The REPL + editor workflow is richest for languages with a capable interactive REPL. The multiplexer itself works with any DAP adapter.

| Language | Debug adapter | REPL |
|---|---|---|
| **Python** | [debugpy](https://github.com/microsoft/debugpy) | IPython ← tested |
| **Ruby** | [debug](https://github.com/ruby/debug) gem | IRB, Pry |
| **Julia** | [DebugAdapter.jl](https://github.com/julia-vscode/DebugAdapter.jl) | Julia REPL |
| **Elixir** | [ElixirLS](https://github.com/elixir-lsp/elixir-ls) | IEx |
| **JavaScript** | [js-debug](https://github.com/microsoft/vscode-js-debug) | Node.js REPL |

Languages with strong DAP support but no meaningful REPL — Go (Delve), Rust (codelldb), C/C++ (lldb-dap) — still benefit from dap-mux for multi-editor sessions and reconnection without restarting.

dap-mux is tested against debugpy. Other adapters should work (DAP is a standard protocol) but are unvalidated.

### Platforms

| Platform | Status |
|---|---|
| **Linux** | Tested |
| **macOS** | Tested |
| **Windows** | Intended; not yet validated |

---

## What this is not

**dap-mux is a router, not a debugger.** It forwards DAP messages between your tools and your debug adapter. It does not execute code, inspect memory, or understand the state of your program. Everything it connects already does those things — dap-mux provides the connectivity, not the capability.

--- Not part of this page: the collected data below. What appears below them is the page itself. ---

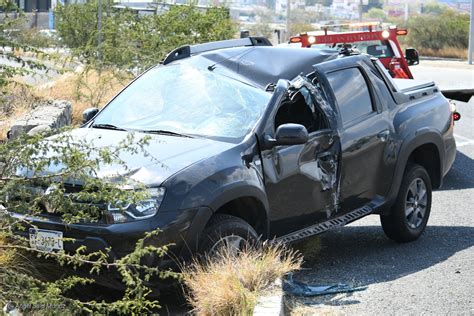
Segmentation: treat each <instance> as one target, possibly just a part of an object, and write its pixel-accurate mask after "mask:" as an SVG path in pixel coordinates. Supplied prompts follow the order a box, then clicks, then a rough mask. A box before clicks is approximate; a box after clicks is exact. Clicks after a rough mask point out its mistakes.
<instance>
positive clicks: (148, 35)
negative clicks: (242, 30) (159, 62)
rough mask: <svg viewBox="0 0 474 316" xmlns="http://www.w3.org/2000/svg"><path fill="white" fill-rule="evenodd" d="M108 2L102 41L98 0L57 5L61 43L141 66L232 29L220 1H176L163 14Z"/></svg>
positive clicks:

**It does not add debugging features your adapter doesn't already have.** If your debug adapter doesn't support something, dap-mux won't supply it. The power comes from the tools you bring. dap-mux connects them.

**Terminal-first by design.** There is no GUI and there won't be — and on the command line, the only real interaction is starting it. After that, you're working in your editor and your REPL, not in dap-mux.

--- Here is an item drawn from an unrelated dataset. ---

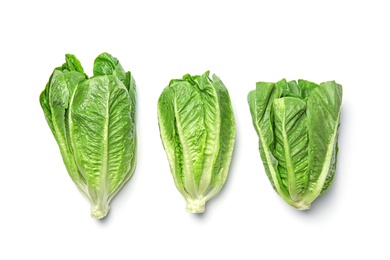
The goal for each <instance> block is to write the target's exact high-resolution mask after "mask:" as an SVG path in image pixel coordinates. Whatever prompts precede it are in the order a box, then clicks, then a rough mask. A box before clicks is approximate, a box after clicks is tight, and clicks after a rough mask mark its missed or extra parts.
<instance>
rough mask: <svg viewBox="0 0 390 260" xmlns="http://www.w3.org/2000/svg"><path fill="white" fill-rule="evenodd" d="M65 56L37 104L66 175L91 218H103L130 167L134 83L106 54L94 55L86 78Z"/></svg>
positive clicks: (133, 110)
mask: <svg viewBox="0 0 390 260" xmlns="http://www.w3.org/2000/svg"><path fill="white" fill-rule="evenodd" d="M65 59H66V62H65V63H64V64H63V65H62V66H61V67H57V68H55V69H54V71H53V73H52V75H51V76H50V79H49V82H48V83H47V85H46V87H45V89H44V90H43V92H42V93H41V95H40V103H41V106H42V109H43V111H44V114H45V117H46V120H47V123H48V125H49V127H50V129H51V131H52V133H53V135H54V138H55V139H56V141H57V143H58V146H59V149H60V152H61V155H62V158H63V161H64V163H65V166H66V169H67V171H68V173H69V175H70V177H71V179H72V180H73V182H74V183H75V184H76V186H77V188H78V189H79V190H80V191H81V193H83V194H84V196H85V197H86V198H87V199H88V200H89V201H90V203H91V215H92V217H93V218H103V217H104V216H106V214H107V212H108V210H109V203H110V201H111V200H112V198H113V197H114V196H115V194H116V193H117V192H118V191H119V190H120V189H121V188H122V186H123V185H124V184H125V183H126V181H127V180H128V179H129V178H130V176H131V175H132V173H133V171H134V168H135V161H136V146H137V142H136V128H135V105H136V102H135V94H136V90H135V82H134V78H133V77H132V75H131V73H130V72H125V71H124V70H123V68H122V66H121V65H120V63H119V61H118V60H117V59H116V58H114V57H112V56H111V55H110V54H107V53H103V54H101V55H99V56H98V57H97V58H96V60H95V63H94V68H93V72H94V76H93V77H91V78H88V77H87V75H86V74H85V73H84V70H83V67H82V66H81V64H80V62H79V60H78V59H77V58H76V57H75V56H74V55H71V54H67V55H65Z"/></svg>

**The IPython extension is Python-specific.** The multiplexer works with any language that has a DAP adapter. The bundled REPL integration is built on IPython and is Python-only. Other language REPLs are possible frontends, but they aren't built in.

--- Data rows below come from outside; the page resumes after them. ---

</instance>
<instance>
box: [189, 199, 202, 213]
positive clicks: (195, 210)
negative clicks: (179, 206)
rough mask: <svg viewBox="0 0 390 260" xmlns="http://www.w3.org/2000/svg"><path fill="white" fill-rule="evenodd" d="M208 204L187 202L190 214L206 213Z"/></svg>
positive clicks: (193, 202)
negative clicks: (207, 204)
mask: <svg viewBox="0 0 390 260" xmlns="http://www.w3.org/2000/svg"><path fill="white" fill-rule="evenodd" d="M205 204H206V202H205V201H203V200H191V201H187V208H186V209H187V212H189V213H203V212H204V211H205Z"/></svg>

**dap-mux is one component in a pipeline, not an all-in-one tool.** If you want a self-contained TUI debugger with its own UI, [pudb](https://github.com/inducer/pudb) is excellent and actively maintained. dap-mux is for a different way of working: your editor does one thing well, your REPL does one thing well, your debug adapter does one thing well — dap-mux connects them. Unix has always worked this way.

## Limitations

* **Tested with debugpy only.** Other debug adapters should work but haven't been validated.
* **Windows support is untested.** The code has no known platform-specific dependencies, but it hasn't been validated on Windows yet.
* **No PyPI release yet.** Install from source via `uv tool install git+...`.

---

## License

[MIT](LICENSE.md)

## Contributing

Issues and feedback welcome. The project is young — bug reports and notes on adapters or editors you've tested are especially useful.

See [CONTRIBUTING.md](CONTRIBUTING.md) for how to set up a development environment, what makes a good PR, and what the project will and won't accept. See [CHANGELOG.md](CHANGELOG.md) for what has changed.